Capital Markets Authority seeks change of tack at NSE

By John Otini
Monday, October 26th, 2020
Nairobi Securities Exchange. Photo/PD/FILE
In summary
    • Study recommended that CMA should relook the costs associated with the implementation of corporate governance framework within the SME’s industry with a view to make them more affordable.
    • The 200 SMEs were chosen from the KPMG top 100, NSE IBUKA firms from CMA, companies under LSE watch, accelerator incubator, EAVCA and KAM.

The number of listed companies has dropped drastically following suspensions or delisting at the Nairobi Securities Exchange (NSE), latest Capital Markets Authority (CMA) quarterly bulletin shows.

Some of the familiar names that are no longer active include the National Bank of Kenya, Kenya Airways, Deacons East Africa and Athi River Cement amid apathy by investors to list.

Not even the launch of the Growth Enterprise Market Segment (GEMS) in 2013 managed to attract SMEs despite the potential for operating capital and better profile and liquidity.

It managed to attract only five firms, compared to an annual projection of at least three companies.

These include Atlas, Flame Tree, Home Afrika, Kurwitu, and Nairobi Business Ventures. In 2017, the Exchange Traded Fund was introduced but whose counters have had little activity with the like of Kurwitu posting losses year-on-year.

SME survey

Property developer Home Africa’s remains a source of pain for its founders and investors at the bourse.

A survey of 200 Small and Medium Entreprises (SMEs) commissioned by the CMA found that SMEs that qualify as potential issuers do not know the benefits of listing and the importance of corporate governance.

The findings indicate 77 per cent of surveyed firms had over Sh10 million in annual turnover and over 63 per cent have been making profits in the last three years, a condition that makes them viable for listing.

Unwillingness to lose control of the company and shouldering the pressure of share price fluctuations is one of the reasons SMEs, especially family businesses, don’t want to list.

The proportion of firms that indicated that they are not interested in issuing shares to the public stood at 58.6 per cent.

Those who indicated that in the long term they are interested stood at 37.4 per cent.

Only 4 per cent said they have interest in issuing shares to the public in less than a year.

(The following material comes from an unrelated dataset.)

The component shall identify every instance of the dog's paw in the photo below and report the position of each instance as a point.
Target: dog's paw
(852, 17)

Out of those who showed no interest in issuing shares to the public, 38 per cent were not aware about listing requirements while 23 per cent were afraid of losing control of the company and 11.5 per cent felt that listing is expensive.

CMA has now been exploring the option of having companies in sectors such as mining for listing at the bourse as a condition to renew licences.

Forced strategy

“‘The ‘forced’ strategy may work against the very objectives of listing. We will continue with our persuasive means as we look at other ways of helping firms raise capital on a securities exchange,’’ acting CMA chairman Wyckliffe Shamiah said

Most of the companies listed on the NSE suffered losses due to Covid-19 restrictions as the bourse reeled from lack of technology stocks such as e-commerce and fintech except Safaricom.

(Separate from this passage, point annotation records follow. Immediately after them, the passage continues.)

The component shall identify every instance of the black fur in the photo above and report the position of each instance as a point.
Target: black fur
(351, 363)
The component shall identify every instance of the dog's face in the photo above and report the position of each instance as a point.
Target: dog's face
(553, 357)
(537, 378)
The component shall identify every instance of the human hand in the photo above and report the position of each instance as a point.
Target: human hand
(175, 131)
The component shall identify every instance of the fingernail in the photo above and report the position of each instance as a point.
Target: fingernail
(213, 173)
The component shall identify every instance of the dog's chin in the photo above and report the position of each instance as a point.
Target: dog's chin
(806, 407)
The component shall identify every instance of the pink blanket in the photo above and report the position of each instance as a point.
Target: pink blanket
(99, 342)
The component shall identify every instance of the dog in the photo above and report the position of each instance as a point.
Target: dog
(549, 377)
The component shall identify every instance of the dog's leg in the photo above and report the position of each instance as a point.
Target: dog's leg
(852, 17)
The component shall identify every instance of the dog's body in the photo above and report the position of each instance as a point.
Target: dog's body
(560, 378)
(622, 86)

New companies with an international outlook also favour to list in deep markets such as London, New York, Singapore and Shanghai to attract investors and boost their profile. Lack of strong local investor participation on the NSE is also a challenge.

The NSE dropped four places in the Absa Africa attractiveness index to stand at position seven on the continent on high taxation and low capacity of local investors.